We ARE Trying.

It has been a busy first quarter for our clients, which means a busy time for us. One thing that has kept us hopping is the purchase or sale of businesses. Often, but not always, that takes the form of an asset sale. That means assets of the business are sold – not ownership of the business entity. 
As I was preparing one of the asset sales, I was looking at a prior asset purchase agreement. I wasn’t very far in when I came across this sentence: Seller shall sell, assign, transfer, convey and deliver, or cause to be sold, assigned, transferred, conveyed and delivered, to Purchaser, and Purchaser shall purchase from Seller, all of Seller’s right, title and interest in and to the following assets .

This is the type of sentence that often makes clients go cross-eyed. It is like we busted out a thesaurus for all the ways to say “sale.” Why on earth do we need to use seven different verbs to say, “I am selling X to you.”?

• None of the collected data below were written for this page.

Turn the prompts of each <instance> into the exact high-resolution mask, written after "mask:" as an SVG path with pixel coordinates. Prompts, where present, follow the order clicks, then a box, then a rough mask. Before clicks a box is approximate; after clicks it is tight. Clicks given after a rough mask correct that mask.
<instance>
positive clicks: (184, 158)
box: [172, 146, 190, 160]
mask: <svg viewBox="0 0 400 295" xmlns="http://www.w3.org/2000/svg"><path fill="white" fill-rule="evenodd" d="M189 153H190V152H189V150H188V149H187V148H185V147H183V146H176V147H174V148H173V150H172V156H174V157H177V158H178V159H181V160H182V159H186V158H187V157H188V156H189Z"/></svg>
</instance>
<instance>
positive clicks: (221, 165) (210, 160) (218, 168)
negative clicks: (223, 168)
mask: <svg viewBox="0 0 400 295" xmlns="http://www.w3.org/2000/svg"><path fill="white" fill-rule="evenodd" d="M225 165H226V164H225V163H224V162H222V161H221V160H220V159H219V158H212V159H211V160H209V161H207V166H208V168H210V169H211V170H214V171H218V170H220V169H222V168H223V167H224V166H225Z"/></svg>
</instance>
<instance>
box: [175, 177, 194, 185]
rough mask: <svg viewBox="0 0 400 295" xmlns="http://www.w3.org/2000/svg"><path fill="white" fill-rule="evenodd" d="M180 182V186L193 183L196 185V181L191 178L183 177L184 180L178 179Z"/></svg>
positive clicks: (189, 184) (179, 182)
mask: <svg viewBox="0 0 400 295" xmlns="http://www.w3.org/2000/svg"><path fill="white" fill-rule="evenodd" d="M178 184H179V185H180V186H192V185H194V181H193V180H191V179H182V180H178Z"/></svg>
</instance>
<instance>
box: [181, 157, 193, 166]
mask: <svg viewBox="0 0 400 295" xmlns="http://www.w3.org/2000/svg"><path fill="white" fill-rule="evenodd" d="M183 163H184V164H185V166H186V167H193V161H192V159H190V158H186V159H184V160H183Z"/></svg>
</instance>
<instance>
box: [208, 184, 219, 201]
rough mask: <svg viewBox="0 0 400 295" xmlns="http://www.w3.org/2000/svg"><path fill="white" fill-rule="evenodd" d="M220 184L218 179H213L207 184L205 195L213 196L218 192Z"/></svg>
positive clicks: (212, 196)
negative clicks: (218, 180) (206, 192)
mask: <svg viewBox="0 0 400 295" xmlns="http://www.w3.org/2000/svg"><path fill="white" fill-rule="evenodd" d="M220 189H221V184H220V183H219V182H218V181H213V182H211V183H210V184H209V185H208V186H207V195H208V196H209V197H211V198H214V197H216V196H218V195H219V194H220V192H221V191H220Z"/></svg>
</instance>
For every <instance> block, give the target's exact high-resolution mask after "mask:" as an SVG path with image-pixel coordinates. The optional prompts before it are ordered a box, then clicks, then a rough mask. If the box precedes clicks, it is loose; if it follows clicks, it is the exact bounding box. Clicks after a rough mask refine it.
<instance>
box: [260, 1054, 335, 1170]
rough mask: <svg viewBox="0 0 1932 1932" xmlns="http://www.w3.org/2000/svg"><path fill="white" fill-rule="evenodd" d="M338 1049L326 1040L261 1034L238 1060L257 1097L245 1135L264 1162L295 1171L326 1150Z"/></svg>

I could give you lots more words about why each word is different and the different nuances among each. But, really, it boils down to paranoia and trying to cover our clients’ butts as best we can. 
When a contract ends up in litigation, each word and punctuation mark is analyzed to death. What if one of those nuances matter in this particular case? And what if we didn’t put it in? Let’s be safe and put them all in every time!

But sometimes that kitchen sink approach doesn’t make sense. Clients often ask for simple contracts.  When I was clerking for Judge Dyke, he often reminded me that we aren’t Charles Dickens, so we are not paid by the word. We are, however, paid by the hour. The irony is the short or simple contracts often take more time. We have to think whether or not each word and comma matters. How does the deletion or inclusion impact the rest?

That means that often, when we are trying to balance a client’s request for a simple, inexpensive contract that will protect them, it can’t all happen easily. Synonyms get added to ensure coverage and less costs. Therefore, please forgive us for our thesaurus complex – it is coming from a good, valuable, positive, and favorable place.